Error while retrieving results from a job that run on EC2

User 2059 | 6/17/2015, 2:35:57 PM

Hi,

I'm trying to run a simple job on EC2. I use the following script:

import graphlab as gl def add(x, y): return x + y ec2 = gl.deploy.environment.EC2(name='addition', s3_folder_path=my_test_folder, aws_access_key=my_aws_access_key, aws_secret_key=my_aws_secret_key, region='eu-west-1', tags=my_tags) job = gl.deploy.job.create(add, x = 1, y = 1, environment = ec2) print 'Job finished with results: ' + str(job.get_results())

I see that an EC2 instance starts and terminates as expected and that job is scheduled. Although, there is an error risen on job.get_results():

Traceback (most recent call last): File "code/ec2.py", line 20, in <module> print 'Job finished with results: ' + str(job.get_results()) File "/Users/aleksandra.wozniak/anaconda/envs/dato-env/lib/python2.7/site-packages/graphlab/deploy/_job.py", line 473, in get_results self._wait_for_job_finish() File "/Users/aleksandra.wozniak/anaconda/envs/dato-env/lib/python2.7/site-packages/graphlab/deploy/_job.py", line 603, in _wait_for_job_finish while not self._job_finished(): File "/Users/aleksandra.wozniak/anaconda/envs/dato-env/lib/python2.7/site-packages/graphlab/deploy/_job.py", line 597, in _job_finished return self._is_final_state(self.get_status(_silent = True)) File "/Users/aleksandra.wozniak/anaconda/envs/dato-env/lib/python2.7/site-packages/graphlab/deploy/_job.py", line 347, in get_status self._finalize() File "/Users/aleksandra.wozniak/anaconda/envs/dato-env/lib/python2.7/site-packages/graphlab/deploy/_job.py", line 830, in _finalize self._metrics[-1]['status'] == 'Failed': IndexError: list index out of range

Moreover, I cannot access logs of this job from GraphLab Canvas (there is no link to the log file). I'm using GraphLab Create v. 1.4.1.

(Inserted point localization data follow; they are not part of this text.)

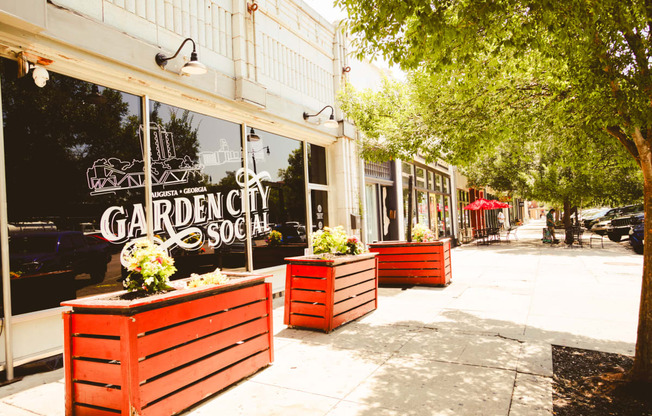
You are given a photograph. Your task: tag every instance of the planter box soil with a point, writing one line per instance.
(326, 293)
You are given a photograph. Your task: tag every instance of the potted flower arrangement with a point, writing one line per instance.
(274, 238)
(159, 347)
(335, 285)
(422, 261)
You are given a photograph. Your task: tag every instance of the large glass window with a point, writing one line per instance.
(371, 198)
(281, 199)
(431, 180)
(407, 215)
(420, 178)
(74, 170)
(422, 207)
(319, 201)
(317, 164)
(197, 182)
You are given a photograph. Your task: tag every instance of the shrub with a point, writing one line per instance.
(422, 234)
(149, 268)
(335, 241)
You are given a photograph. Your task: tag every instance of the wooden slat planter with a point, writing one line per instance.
(161, 354)
(403, 263)
(326, 293)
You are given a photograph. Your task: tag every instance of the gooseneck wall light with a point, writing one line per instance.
(330, 123)
(192, 67)
(39, 73)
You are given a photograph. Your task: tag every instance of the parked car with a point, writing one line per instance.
(620, 226)
(589, 220)
(602, 225)
(49, 251)
(637, 234)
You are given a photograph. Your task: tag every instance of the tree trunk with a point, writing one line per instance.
(642, 370)
(567, 221)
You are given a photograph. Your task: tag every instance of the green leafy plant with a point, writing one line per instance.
(274, 238)
(149, 267)
(422, 234)
(335, 241)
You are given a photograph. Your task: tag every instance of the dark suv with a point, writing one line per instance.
(620, 225)
(49, 251)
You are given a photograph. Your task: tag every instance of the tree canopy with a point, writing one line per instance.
(578, 66)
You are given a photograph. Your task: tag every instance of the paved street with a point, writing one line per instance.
(481, 346)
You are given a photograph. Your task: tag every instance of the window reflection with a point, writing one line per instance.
(68, 147)
(316, 164)
(280, 203)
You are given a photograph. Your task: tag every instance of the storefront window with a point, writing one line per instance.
(281, 200)
(317, 164)
(420, 178)
(422, 207)
(447, 210)
(74, 169)
(431, 180)
(434, 214)
(197, 178)
(371, 198)
(406, 168)
(406, 213)
(437, 182)
(319, 201)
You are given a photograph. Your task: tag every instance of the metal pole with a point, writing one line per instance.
(245, 200)
(147, 167)
(4, 245)
(409, 216)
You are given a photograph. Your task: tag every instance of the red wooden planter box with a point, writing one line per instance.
(325, 293)
(161, 354)
(403, 263)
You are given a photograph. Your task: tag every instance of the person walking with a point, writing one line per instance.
(550, 224)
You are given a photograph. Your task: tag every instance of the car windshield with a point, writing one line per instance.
(37, 243)
(598, 214)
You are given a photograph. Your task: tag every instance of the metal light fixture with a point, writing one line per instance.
(193, 67)
(330, 123)
(95, 97)
(39, 73)
(252, 136)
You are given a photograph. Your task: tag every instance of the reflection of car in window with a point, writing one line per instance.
(292, 232)
(42, 252)
(637, 233)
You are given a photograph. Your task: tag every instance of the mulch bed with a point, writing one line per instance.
(594, 383)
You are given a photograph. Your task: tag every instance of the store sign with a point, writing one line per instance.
(201, 215)
(191, 216)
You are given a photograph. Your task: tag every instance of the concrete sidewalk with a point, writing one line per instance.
(481, 346)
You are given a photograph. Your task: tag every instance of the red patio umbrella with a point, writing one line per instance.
(479, 204)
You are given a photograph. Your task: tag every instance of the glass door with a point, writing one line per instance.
(371, 199)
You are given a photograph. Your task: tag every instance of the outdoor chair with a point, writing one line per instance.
(576, 235)
(493, 235)
(596, 237)
(481, 236)
(511, 231)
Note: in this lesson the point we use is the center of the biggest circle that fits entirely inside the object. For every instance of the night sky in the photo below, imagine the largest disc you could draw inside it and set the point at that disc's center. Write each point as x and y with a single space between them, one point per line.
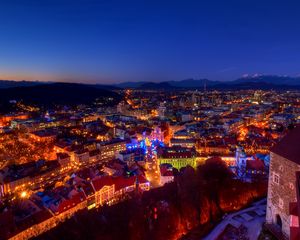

Can someone help me to debug this? Thank you!

Comments

User 16 | 6/17/2015, 8:38:32 PM

I just tried your code and it worked for me. The log files your looking for can be found in the s3folderpath.

Thanks for the stack trace. Examining that code, this seems to be caused by an eventual consistency issue with S3. The problem you encountered should be pretty rare (I've never heard of it happening before). If you try it again, I would expect it to work.

I'll make sure we include a fix for this issue in our next release.